1Ls were just getting used to the building, feeling that second semester familiarity in the spaces where months earlier they felt like the proverbial strangers in a strange land. 2Ls who had job worries prior to the pandemic are facing great doubt as to whether summer internships will be cancelled or whether they will convert to remote opportunities. (See Heidi Brown’s The Virtual Summer Intern). 3Ls (and 4Ls in part-time programs) face uncertainty about when the bar exam will take place. (See NCBE updates, and check individual jurisdiction’s websites for their bar exam updates.) The NCBE and others have made unprecedented changes to adapt to the needs of students, including announcing a Fall bar exam.

With all the good intentions of everyone in the legal education, licensure, and the practicing lawyer communities adapting as best they can, (which they are, and hats off to everyone) many law students will face a ripple effect of crushing economic blows. Many law students work while in law school, many in jobs that laid off workers this past month.

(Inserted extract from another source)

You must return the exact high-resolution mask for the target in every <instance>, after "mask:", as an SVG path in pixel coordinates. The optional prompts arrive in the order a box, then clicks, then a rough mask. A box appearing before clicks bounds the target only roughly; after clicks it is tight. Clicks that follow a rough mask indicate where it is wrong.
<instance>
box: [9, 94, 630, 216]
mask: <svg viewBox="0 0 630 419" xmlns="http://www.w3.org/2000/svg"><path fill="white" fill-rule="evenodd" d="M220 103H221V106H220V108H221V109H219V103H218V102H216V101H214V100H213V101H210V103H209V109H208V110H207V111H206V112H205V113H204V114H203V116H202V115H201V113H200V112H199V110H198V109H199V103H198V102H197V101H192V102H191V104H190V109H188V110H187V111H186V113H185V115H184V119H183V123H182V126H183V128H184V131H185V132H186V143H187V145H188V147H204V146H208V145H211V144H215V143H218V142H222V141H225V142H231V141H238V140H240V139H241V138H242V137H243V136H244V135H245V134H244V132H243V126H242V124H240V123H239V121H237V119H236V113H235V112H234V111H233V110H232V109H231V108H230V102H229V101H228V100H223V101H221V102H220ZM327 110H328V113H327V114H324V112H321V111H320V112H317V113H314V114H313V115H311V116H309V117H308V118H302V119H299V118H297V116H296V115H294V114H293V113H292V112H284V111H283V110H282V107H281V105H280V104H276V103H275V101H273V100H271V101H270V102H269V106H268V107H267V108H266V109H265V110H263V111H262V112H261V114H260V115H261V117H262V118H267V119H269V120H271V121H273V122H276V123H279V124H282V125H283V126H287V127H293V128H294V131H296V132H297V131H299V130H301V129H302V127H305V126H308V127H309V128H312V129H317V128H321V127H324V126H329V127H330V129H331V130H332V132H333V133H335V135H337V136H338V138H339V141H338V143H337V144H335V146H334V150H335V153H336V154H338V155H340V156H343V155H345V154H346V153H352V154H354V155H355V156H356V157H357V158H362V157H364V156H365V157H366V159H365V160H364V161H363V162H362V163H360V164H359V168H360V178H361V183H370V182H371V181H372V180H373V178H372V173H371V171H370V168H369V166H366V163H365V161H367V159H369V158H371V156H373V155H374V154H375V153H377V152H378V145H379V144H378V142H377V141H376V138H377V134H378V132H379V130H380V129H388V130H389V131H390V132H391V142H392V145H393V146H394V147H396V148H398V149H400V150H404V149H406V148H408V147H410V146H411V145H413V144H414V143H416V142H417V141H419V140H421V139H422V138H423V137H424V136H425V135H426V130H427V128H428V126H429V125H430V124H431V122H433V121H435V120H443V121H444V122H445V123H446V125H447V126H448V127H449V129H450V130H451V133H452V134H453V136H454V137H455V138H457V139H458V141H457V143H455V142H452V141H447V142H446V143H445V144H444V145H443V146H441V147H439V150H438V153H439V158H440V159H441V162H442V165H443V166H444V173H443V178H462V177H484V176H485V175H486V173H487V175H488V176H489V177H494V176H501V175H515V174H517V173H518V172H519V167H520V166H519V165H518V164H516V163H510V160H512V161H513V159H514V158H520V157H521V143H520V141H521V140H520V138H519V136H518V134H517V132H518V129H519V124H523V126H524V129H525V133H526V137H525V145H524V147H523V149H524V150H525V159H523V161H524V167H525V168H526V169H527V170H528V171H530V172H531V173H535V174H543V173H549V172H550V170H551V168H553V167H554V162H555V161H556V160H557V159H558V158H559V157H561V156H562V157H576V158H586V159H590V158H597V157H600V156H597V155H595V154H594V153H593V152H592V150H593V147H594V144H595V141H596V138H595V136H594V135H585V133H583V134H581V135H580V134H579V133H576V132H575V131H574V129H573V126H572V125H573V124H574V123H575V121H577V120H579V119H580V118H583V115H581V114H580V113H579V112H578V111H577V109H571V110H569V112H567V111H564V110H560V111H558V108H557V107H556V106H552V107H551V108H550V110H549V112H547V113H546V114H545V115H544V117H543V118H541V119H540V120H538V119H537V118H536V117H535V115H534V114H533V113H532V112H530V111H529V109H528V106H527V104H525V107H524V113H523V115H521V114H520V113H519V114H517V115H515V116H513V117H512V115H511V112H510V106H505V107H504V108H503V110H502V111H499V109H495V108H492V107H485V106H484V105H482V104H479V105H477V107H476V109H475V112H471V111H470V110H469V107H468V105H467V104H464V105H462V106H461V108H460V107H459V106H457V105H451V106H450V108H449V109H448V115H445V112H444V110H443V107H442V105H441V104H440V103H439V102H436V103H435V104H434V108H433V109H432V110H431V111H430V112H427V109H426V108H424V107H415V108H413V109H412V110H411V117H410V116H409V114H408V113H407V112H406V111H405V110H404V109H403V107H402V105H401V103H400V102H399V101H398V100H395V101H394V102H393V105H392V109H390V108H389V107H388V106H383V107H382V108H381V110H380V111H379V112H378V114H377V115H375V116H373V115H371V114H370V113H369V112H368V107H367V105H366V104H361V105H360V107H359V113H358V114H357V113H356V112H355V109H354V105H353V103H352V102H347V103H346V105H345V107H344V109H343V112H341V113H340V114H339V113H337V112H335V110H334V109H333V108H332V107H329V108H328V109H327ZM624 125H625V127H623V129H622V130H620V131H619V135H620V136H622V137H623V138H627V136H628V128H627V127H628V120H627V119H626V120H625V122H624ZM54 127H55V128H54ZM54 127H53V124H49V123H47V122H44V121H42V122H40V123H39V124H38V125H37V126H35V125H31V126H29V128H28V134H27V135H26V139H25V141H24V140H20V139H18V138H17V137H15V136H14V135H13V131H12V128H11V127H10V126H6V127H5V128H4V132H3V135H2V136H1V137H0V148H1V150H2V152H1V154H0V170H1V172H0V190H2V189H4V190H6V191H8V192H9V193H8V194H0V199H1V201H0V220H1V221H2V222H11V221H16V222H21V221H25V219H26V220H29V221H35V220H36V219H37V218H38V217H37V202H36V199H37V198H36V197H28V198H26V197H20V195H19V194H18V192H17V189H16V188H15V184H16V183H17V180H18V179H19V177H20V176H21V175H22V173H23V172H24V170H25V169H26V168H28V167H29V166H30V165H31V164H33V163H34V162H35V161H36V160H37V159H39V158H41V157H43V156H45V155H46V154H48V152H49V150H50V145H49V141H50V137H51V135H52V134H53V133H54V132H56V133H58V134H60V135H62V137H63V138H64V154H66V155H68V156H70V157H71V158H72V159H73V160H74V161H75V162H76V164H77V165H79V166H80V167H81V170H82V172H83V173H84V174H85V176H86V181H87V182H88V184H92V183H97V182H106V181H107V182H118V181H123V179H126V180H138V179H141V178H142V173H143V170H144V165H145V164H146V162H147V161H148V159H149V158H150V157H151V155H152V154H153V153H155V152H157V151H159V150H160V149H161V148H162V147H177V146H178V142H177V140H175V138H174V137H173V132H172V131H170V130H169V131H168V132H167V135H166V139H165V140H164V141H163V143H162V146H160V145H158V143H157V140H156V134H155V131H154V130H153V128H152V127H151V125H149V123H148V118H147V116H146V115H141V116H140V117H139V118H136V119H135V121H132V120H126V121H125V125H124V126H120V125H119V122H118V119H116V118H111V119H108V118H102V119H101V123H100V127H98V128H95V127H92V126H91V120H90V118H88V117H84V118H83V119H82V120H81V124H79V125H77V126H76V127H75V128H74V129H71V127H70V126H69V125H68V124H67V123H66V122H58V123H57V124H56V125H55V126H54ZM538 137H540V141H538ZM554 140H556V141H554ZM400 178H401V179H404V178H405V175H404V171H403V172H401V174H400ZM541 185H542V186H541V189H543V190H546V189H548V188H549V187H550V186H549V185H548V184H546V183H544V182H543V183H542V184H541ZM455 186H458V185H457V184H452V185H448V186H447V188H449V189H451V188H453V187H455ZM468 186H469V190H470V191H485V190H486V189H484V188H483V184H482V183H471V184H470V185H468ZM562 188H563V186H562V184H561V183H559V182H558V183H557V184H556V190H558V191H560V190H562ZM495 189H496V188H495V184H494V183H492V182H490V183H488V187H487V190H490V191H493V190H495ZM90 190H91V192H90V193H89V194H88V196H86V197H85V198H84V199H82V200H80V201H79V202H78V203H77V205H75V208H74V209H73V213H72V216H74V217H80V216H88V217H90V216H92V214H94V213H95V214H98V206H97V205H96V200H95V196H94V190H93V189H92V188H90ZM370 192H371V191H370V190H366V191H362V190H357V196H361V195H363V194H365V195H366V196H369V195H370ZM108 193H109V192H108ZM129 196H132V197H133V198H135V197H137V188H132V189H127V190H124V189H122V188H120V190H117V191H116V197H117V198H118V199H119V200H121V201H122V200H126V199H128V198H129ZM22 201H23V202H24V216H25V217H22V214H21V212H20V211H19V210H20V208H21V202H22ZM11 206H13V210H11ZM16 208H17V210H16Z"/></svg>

Some law students depend on support from family members who have been or will soon be laid off. This Wednesday, when rent payments are due, how many law students will face choices between eating and paying rent? How many will not have sufficient funds for either?

It goes without saying that these economic challenges come at a time when many also have or will have relatives and friends who fall ill. And, a certain number of law students will be sick themselves. There have already been deaths in our legal education community; others are, as I write, in hospitals desperately fighting the virus.

While emergency funds do not make sick people well, they help enormously. Many law schools have such funds in place and use them for law students and graduates preparing for the bar exam who suddenly experience illness (themselves or of a close relative), unexpectedly lose jobs or childcare, suffer automobile accidents, are evicted from their housing, and more. Emergency funds are life savers.

It was with genuine pride (and, quite honestly more than a few tears of joy) that I applaud the great leadership of AccessLex Institute for this timely and critically important support of the nation’s future lawyers through significant and vital contributions to law school emergency relief funds. We will depend on future lawyers not only for all that lawyers have and continue to contribute to our world, but for what will inevitably be increased work as a result of the pandemic in areas such as unemployment, evictions, bankruptcies, and business closings and mergers of entities that can no longer survive in their present forms. Helping our law students today is not only the morally right thing to do, but it is an investment in all our futures.

So, thank you. Thank you to AccessLex Institute, where I and my colleagues are proud to serve the nation’s law students and law schools. And, thank you to everyone in our interconnected legal world; we are all in this fight together to support the next generation of lawyers –from prospective law students to retired lawyers, from janitors in law schools to the most senior-tenured faculty member, from bar examiners to chief justices, and to everyone who committed to the rule of law.